TOKYO (Reuters) - Self-cooling clothes may seem like the stuff of science fiction, but for one Japanese company they are not only good business but a way to help the environment.
Shirts and jackets made by Kuchou-fuku -- literally "air-conditioned clothes" -- keep the wearer comfortable even in sweltering heat while using one-50th of the energy of a small air conditioner, said Hiroshi Ichigaya, the company's
"Until now, air-conditioning implied cooling the entire room. Now, we can cool just the body," Ichigaya said.
Two small fans sewn into the back of each garment and powered by a pocket-sized rechargeable battery pack circulate air across the wearer's skin, evaporating perspiration and keeping temperatures down -- a welcome respite from Japan's mid-summer humidity and record-breaking heat in recent days.
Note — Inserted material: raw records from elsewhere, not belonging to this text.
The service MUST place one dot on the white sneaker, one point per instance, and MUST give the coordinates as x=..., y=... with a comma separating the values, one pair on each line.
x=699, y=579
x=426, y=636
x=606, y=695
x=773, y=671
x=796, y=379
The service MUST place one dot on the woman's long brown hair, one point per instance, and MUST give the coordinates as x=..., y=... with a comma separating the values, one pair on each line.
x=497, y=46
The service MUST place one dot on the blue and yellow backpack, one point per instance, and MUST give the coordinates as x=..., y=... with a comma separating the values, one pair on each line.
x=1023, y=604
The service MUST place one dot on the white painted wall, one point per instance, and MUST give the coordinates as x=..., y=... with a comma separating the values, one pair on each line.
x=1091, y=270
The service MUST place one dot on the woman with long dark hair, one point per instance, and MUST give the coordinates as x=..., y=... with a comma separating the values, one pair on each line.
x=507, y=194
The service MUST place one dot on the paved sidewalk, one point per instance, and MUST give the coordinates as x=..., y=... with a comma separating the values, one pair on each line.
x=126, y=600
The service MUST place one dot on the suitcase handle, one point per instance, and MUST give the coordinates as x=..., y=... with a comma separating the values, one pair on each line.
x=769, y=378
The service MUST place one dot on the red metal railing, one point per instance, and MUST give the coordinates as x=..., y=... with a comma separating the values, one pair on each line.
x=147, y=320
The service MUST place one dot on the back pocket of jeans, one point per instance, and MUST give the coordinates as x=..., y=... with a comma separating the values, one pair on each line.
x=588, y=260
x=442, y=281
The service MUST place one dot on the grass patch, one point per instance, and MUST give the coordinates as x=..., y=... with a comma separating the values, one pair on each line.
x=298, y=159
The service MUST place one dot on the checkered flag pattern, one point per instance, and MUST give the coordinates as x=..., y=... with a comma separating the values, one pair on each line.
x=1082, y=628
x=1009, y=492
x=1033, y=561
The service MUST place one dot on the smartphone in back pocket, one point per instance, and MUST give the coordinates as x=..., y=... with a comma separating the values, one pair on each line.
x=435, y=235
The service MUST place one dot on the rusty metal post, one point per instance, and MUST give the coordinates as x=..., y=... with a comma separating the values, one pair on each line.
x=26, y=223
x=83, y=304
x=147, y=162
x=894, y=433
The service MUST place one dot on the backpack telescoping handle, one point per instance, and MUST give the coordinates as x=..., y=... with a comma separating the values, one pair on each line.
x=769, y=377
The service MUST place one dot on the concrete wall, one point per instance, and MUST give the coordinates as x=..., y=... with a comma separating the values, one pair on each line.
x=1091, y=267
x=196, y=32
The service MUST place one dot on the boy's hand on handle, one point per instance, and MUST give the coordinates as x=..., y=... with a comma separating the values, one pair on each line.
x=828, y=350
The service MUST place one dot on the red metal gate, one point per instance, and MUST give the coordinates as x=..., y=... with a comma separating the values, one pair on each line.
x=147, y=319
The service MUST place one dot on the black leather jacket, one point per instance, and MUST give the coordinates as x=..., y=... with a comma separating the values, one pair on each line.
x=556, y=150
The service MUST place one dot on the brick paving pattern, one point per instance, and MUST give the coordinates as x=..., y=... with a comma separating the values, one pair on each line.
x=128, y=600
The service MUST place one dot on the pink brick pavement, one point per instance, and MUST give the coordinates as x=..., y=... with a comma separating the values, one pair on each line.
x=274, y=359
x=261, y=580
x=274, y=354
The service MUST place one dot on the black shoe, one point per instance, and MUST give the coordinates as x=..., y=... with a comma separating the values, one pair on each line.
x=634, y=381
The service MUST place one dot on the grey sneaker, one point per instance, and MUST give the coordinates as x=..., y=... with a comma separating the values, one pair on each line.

The self-cooling clothes come in 10 styles and a variety of colors, all priced at 11,000 yen ($96) and sold on the internet and at limited retailers.
The company has sold about 5,500 of the garments since they went on sale three years ago, mostly to factory workers.
But however cool the clothes, they seem unlikely to catch on any time soon. Because the fans puff out the garments with air, they give wearers a deceptively portly look.
"My daughter won't wear them because the shape is no good," Ichigaya admitted.